When the crawler starts to crawl a content source, several things happen in succession very quickly. First, the crawler looks at the URL it was given and loads the appropriate protocol handler, based on the prefix of the URL, and the appropriate iFilter, based on the suffix of the document at the end of the URL.

Note

The content source definitions are held in the Shared Services Provider Search SQL Server database and the registry. When initiating a crawl, the definitions are read from the registry because this gives better performance than reading them from the database. Definitions in the registry are synchronized with the database so that the backup/restore procedures can backup and restore the content source definitions. Never modify the content source definitions in the registry. This is not a supported action and should never be attempted.

Then the crawler checks to ensure that any crawler impact rules, crawl rules, and crawl settings are loaded and enforced.
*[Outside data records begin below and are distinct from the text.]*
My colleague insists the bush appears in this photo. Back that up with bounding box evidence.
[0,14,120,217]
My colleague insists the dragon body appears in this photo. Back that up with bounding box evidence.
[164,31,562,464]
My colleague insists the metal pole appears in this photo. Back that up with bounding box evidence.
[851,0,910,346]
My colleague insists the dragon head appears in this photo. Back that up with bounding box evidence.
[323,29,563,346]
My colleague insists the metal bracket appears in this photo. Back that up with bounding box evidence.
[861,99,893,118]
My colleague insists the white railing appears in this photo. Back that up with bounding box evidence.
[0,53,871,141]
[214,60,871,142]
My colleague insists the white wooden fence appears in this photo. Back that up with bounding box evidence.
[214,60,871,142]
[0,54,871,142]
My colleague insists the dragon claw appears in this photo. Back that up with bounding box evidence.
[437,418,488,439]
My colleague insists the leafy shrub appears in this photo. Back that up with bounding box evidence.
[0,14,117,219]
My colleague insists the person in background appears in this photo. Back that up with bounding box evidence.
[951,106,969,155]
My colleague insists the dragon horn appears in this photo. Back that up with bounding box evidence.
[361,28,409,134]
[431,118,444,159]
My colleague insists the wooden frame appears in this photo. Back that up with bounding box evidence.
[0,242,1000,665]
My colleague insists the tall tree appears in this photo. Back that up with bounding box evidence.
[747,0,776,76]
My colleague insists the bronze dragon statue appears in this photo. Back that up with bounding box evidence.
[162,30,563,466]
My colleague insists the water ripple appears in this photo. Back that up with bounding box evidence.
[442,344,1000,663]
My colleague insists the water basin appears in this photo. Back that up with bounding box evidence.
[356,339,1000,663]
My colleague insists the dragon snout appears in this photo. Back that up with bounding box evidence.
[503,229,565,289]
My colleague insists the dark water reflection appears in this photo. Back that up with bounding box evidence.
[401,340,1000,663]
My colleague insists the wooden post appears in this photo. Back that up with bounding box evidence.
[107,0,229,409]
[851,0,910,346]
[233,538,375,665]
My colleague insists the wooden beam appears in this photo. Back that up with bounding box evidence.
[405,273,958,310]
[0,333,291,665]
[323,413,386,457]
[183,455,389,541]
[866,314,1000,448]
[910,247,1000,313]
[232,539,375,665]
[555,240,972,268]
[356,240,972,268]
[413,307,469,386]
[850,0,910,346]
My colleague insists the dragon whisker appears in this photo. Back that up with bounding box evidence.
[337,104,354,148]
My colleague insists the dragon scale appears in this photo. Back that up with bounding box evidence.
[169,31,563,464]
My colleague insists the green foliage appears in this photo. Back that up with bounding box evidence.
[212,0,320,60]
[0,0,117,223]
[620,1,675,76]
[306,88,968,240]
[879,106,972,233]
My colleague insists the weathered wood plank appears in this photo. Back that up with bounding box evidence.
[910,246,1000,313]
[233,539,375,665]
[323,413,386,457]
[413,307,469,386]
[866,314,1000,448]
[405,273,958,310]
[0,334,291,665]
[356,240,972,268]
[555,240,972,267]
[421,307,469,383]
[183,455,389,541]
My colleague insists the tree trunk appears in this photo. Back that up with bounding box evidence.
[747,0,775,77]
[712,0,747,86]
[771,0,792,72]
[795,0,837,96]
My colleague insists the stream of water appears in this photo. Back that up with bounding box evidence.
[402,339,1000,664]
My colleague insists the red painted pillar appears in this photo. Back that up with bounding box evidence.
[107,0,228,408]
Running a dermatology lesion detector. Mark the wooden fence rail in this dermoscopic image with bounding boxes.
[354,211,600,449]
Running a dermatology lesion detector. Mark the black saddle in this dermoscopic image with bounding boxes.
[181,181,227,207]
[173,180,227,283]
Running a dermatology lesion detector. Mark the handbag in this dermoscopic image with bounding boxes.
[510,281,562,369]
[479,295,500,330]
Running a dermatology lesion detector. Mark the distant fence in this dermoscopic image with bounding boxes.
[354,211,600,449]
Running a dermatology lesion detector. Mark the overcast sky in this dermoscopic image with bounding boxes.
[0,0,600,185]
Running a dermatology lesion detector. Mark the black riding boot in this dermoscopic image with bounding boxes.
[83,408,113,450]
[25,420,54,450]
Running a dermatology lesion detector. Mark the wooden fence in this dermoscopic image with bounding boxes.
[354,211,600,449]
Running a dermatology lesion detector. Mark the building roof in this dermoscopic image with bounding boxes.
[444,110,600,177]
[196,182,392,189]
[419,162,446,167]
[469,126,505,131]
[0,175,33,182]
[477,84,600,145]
Then the crawler connects to the content source and creates two data streams out of the content source. First the metadata is read, copied, and passed to the Indexer plug-in. The second stream is the content, and this stream is also passed to the Indexer plug-in for further work.

All the crawler does is what we tell it to do using the crawl settings in the content source, the crawl rules (formerly known as site path rules in SharePoint Portal Server 2003) and crawler impact rules (formerly known as site hit frequency rules in SharePoint Portal Server 2003). The crawler will also not crawl documents that are not listed in the file types list nor will it be able to crawl a file if it cannot load an appropriate iFilter. Once the content is extracted, it is passed off to the Indexer plug-in for processing.

Indexer Process

When the Indexer receives the two data streams, it places the metadata into the SSP's Search database, which, as you'll recall, is also called the property store. In terms of workflow, the metadata is first passed to the Archival plug-in, which reads the metadata and adds any new fields to the crawled properties list. Then the metadata is passed to the SSP's Search database, or property store. What's nice here is that the archival plug-in (formerly known as the Schema plug-in in SharePoint Portal Server 2003) automatically detects and adds new metadata types to the crawled properties list (formerly known as the Schema in SharePoint Portal Server 2003). It is the archival plug-in that makes your life as a SharePoint Administrator easier: you don't have to manually add the metadata type to the crawled properties list before that metadata type can be crawled.

For example, let's say a user entered a custom text metadata field in a Microsoft Office Word document named "AAA" with a value of "BBB." When the Archival plug-in sees this metadata field, it will notice that the document doesn't have a metadata field called "AAA" and will therefore create one as a text field. It then writes that document's information into the property store. The Archival plug-in ensures that you don't have to know in advance all the metadata that could potentially be encountered in order to make that metadata useful as part of your search and indexing services.

After the metadata is written to the property store, the Indexer still has a lot of work to do. The Indexer performs a number of functions, many of which have been essentially the same since Index Server 1.1 in Internet Information Services 4.0. The indexer takes the data stream and performs both word breaking and stemming. First, it breaks the data stream into 64-KB chunks (not configurable) and then performs word breaking on the chunks. For example, the indexer must decide whether the data stream that contains "nowhere" means "no where" or "now here." The stemming component is used to generate inflected forms of a given word. For example, if the crawled word is "buy," then inflected forms of the word are generated, such as "buys," "buying," and "bought." After word breaking has been performed and inflection generation is finished, the noise words are removed to ensure that only words that have discriminatory value in a query are available for use.

Results of the crawler and indexing processes can be viewed using the log files that the crawler produces. We'll discuss how to view and use this log later in this chapter.